Film honours climber’s bravery
Forty-eight hours later, 11 had been killed in the worst climbing disaster on K2, near Pakistan’s northern border with China.
Among the dead was Ger McDonnell, a mountaineer and engineer from Kilcornan, Co Limerick, and the first Irish person to reach the summit of the world’s second-highest peak.
Calamity struck on the descent when a huge serac, or column of ice, swept down a treacherous gully known as The Bottleneck, about 350m below the summit.
Surviving members of Mr McDonnell’s team say he refused to descend K2 because he was helping injured climbers, some of whom were left hanging upside down, suspended by climbing ropes.
His extraordinary valour is the subject of The Summit, a documentary film due to premiere at the London Film Festival this weekend.
As the film shows, Mr McDonnell, 37, faced a heart-breaking dilemma when he encountered three climbers tangled in ropes and running out of time.

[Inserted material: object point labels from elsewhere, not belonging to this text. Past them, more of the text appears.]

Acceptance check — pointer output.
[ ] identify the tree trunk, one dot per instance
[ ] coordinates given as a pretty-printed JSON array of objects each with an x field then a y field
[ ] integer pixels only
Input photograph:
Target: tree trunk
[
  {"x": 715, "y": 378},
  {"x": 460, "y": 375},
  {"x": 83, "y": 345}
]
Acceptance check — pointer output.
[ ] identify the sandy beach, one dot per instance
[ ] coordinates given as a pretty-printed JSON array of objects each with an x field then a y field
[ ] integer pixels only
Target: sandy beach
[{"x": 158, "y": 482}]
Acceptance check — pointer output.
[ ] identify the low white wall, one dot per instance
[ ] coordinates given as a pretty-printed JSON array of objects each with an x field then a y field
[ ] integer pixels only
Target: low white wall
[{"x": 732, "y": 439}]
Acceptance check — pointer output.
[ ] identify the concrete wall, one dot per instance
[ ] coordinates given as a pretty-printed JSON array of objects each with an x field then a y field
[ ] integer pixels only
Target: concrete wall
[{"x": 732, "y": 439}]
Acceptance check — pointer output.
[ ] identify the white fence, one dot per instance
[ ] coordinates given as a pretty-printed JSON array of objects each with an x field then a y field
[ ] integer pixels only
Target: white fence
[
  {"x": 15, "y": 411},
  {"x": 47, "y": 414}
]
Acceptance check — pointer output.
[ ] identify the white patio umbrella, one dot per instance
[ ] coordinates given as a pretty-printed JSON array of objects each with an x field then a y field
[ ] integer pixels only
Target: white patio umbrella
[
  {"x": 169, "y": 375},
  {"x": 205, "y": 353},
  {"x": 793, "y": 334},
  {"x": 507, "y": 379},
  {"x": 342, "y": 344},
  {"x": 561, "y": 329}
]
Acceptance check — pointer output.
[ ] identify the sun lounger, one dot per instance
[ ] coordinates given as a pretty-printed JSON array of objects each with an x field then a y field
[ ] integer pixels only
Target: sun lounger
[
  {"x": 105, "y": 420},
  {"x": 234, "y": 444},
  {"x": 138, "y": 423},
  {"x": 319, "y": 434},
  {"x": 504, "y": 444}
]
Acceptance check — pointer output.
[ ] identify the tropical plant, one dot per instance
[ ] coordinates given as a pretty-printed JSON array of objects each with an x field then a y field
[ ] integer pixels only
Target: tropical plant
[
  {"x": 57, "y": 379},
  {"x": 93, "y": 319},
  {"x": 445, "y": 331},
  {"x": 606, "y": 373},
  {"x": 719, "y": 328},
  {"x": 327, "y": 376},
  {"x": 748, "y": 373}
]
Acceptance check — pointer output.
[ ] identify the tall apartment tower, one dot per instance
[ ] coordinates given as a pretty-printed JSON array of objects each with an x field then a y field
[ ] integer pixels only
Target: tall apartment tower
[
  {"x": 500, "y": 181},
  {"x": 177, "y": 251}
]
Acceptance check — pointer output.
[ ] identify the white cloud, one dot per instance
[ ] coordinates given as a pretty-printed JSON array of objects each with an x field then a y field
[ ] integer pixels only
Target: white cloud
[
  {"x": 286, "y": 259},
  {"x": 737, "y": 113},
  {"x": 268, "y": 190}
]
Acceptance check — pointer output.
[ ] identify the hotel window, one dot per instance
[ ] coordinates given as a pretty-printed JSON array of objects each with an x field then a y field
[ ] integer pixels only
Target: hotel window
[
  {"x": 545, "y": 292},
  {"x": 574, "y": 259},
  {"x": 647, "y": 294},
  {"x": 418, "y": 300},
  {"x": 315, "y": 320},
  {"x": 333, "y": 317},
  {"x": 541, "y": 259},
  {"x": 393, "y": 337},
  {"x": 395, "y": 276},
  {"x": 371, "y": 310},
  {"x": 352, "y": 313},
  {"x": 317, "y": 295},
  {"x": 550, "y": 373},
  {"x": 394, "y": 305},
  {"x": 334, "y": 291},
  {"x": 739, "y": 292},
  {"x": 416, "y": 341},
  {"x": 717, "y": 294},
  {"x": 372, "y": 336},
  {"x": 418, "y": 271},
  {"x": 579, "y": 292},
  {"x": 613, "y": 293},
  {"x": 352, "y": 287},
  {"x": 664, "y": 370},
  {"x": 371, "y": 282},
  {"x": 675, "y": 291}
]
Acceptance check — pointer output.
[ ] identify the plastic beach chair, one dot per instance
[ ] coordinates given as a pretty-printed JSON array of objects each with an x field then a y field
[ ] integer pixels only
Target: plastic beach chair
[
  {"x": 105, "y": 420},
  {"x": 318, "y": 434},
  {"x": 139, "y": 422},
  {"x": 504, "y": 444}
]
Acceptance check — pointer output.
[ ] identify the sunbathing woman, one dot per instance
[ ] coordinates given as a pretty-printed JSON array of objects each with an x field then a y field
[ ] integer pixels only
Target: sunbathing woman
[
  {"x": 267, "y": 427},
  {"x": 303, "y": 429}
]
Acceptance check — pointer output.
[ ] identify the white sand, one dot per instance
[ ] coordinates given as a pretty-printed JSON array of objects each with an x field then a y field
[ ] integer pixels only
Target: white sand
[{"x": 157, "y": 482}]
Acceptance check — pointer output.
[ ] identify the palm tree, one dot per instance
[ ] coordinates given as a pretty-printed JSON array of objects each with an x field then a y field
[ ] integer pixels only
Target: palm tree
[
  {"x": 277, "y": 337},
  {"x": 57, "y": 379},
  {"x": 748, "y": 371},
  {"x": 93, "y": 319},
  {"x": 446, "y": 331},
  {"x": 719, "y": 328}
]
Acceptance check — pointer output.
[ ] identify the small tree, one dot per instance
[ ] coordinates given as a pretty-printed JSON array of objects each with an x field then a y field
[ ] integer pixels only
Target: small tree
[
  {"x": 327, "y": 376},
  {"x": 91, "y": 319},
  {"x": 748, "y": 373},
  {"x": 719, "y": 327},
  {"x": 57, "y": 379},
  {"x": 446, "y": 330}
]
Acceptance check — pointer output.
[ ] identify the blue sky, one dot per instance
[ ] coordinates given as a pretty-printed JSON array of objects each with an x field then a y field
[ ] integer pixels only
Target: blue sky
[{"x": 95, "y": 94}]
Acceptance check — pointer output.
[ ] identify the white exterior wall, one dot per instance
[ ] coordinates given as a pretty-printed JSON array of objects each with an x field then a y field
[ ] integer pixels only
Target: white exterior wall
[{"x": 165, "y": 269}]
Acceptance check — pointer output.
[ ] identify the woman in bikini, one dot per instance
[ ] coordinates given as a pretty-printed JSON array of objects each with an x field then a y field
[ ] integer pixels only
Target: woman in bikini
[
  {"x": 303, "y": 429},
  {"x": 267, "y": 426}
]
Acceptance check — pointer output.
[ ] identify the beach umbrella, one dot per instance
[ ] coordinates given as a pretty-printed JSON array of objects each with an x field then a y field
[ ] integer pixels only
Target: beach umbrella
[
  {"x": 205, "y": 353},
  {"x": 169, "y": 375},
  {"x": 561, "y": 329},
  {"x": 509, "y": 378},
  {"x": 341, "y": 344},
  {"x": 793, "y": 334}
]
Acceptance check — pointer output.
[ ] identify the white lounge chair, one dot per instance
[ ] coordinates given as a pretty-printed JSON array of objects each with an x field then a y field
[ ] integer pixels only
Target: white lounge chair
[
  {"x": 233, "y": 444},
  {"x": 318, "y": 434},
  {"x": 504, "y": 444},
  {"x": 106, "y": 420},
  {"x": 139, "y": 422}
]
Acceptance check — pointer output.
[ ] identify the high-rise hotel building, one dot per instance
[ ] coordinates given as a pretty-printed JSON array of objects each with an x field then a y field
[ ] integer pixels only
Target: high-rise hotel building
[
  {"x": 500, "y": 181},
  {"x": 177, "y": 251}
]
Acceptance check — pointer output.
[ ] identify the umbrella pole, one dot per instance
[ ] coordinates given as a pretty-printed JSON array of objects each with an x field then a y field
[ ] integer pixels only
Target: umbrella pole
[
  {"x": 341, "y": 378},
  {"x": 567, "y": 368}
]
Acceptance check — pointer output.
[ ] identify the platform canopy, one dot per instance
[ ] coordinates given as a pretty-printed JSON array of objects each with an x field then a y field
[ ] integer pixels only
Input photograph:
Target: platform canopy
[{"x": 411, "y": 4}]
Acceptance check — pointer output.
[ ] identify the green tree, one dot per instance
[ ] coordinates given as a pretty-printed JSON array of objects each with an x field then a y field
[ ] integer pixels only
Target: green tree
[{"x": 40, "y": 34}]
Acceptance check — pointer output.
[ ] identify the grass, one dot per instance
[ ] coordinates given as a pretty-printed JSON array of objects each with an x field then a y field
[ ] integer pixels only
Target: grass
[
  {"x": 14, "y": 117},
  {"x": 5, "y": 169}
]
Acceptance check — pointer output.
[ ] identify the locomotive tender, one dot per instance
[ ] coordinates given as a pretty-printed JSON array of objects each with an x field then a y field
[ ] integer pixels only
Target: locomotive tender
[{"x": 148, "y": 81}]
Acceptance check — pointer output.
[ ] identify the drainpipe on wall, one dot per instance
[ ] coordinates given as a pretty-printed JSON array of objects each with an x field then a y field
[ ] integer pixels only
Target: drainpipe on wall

“When a climber falls or wanders off the trail, the unwritten code of the mountain is to leave them for dead. Had Ger McDonnell stuck to the climbers’ code, he might still be alive,” says the introduction to The Summit, which was chosen to be screened as part of the official competition for a London Film Festival Grierson Award for best documentary.
The Summit was produced by Image Now Films and Pat Falvey Productions.
Fellow adventurer Mr Falvey said of the film: “I’d like to send a personal thanks to all the team in the production of this film. Also to all who participated in being part of this amazing story and for the support given by all of the families and climbers in the making of this film documentary of The Summit.”